PARTICIPATION: Maybe it’s not about the sailing

Published on March 18th, 2013

There are reasons some events are huge, and the MC Scow Midwinters (Mar 14-16) this past weekend was huge. Or at least huge compared to other Midwinters, but 71 boats is a typical turnout for them. The regatta is held at Lake Eustis just northwest of Orlando, Florida, so maybe it offers a needed reprieve from winter. But there must be more.

The MC is not the newest kid on the block. First conceived by Harry C. Melges, Sr., in 1950, he and son Buddy designed the MC to be sailed single-handed most of the time, but a crew member can be added depending upon the skipper’s weight and strength of the wind. Skippers range in age from youth to sailors in their 70s. Pretty good range, so that helps the turnout.

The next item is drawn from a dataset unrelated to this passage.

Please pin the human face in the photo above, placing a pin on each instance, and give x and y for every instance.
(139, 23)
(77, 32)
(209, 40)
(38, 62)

Maybe it has nothing to do with the sailing. The midwinters was a three day event, but the second day failed to deliver winds for sailing. Here is an excerpt from Eric Hood’s report:

“No racing but tons of fun. After another very chilly morning at Lake Eustis things warmed up by mid – morning but the wind never came. The Race Committee team led by Dave Williams took a shot at trying to get one off before the end of the day but no luck. Yep and guess what, as soon as we are all back on shore a good little evening breeze came in during the happy hour and banquet.

“Highlights off the day certainly included all the good community time with each other. Folks renewing old friendships and making new ones too with all the new members to the class at this event. The evening was catered by the world famous Oyster Troff which was great. Commodore Bob Cole gave a 15 minute update on the state of the class and new things in the works which was great to hear. I introduced our Midwinter’s Championship banquet dinner guest speaker Skip and Marge Johnson which was an honor.

“Skip really treated the 100 guests to some rich history about how scow sailing started with his Grandfather J.O. Johnson. It was really neat to hear about all of his accomplishments and innovations during those first 50 years of scow building. Skip went on to tell the group about his father Iver and his uncle plus other family members plus many of the other accomplishments of the Johnson Boat Works team and of course mentioning the fun but serious rivalry with Melges Boat Works. It was a great evening.”